FEATURE3 May 2012

‘The role researchers play today might not be there tomorrow’

Features Video

Coke’s Stan Sthanunathan urged the MR industry to embrace technology or get left behind in his keynote speech at The Market Research Technology Event.

But before we go any further, you need to watch the video below. You don’t have to watch all of it, just enough to be amazed by the spectacle of IBM’s Watson computer competing on the game show Jeopardy against two former champions – and winning.

“It is actually quite a scary experience,” says Stan Sthanunathan, Coca-Cola’s vice president of marketing strategy and insights. “Most people will have seen Watson play chess and beat Garry Kasparov, but chess is a mathematical game. It is a game of decision trees and a computer can usually calculate faster than a man. But in this video, Watson is reading thousands and thousands of texts, parsing them, parsing a question and coming up with an answer.”

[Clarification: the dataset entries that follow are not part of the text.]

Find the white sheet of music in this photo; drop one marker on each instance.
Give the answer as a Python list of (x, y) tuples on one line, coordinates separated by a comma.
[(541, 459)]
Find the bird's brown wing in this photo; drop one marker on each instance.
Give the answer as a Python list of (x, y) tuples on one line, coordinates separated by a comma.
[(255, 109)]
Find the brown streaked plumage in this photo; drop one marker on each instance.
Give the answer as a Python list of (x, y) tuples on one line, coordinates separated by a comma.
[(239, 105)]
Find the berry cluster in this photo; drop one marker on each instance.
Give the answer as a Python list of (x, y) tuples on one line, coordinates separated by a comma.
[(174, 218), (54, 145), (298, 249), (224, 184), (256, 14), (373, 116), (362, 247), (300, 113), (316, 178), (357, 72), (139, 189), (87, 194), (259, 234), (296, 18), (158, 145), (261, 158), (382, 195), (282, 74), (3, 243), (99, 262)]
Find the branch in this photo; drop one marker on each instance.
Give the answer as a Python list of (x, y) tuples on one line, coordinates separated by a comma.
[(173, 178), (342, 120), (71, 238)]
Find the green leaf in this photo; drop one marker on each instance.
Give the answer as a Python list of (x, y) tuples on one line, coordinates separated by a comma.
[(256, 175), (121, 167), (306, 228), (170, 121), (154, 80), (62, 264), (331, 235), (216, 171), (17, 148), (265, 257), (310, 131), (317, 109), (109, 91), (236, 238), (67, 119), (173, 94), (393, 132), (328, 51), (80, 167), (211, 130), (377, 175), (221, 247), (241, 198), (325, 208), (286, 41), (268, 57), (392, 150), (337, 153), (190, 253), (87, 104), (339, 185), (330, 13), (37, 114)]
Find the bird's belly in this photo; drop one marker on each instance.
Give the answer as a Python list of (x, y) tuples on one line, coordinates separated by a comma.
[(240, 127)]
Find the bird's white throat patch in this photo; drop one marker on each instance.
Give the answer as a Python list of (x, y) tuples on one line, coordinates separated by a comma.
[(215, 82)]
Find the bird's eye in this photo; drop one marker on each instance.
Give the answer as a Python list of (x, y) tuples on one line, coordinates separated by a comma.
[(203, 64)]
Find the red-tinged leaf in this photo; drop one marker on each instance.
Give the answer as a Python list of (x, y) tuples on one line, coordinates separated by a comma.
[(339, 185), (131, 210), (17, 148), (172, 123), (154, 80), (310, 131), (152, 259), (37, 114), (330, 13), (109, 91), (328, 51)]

For Sthanunathan, it’s not much of a stretch to imagine Watson’s capabilities being applied to solving the problem of understanding consumers based on the mass of text-based information they produce.

“IBM is working on computers that are going to be a thousand times faster than Watson. Imagine that,” he says. “In the next five years, we might end up with computers that have the collective intellect of a big city, and then those computers will start developing computers that are smarter than themselves.”

Human researchers can’t hope to compete with the computational abilities of machines. What’s needed, therefore, is a change in skillset and mindset. Sthanunathan explains.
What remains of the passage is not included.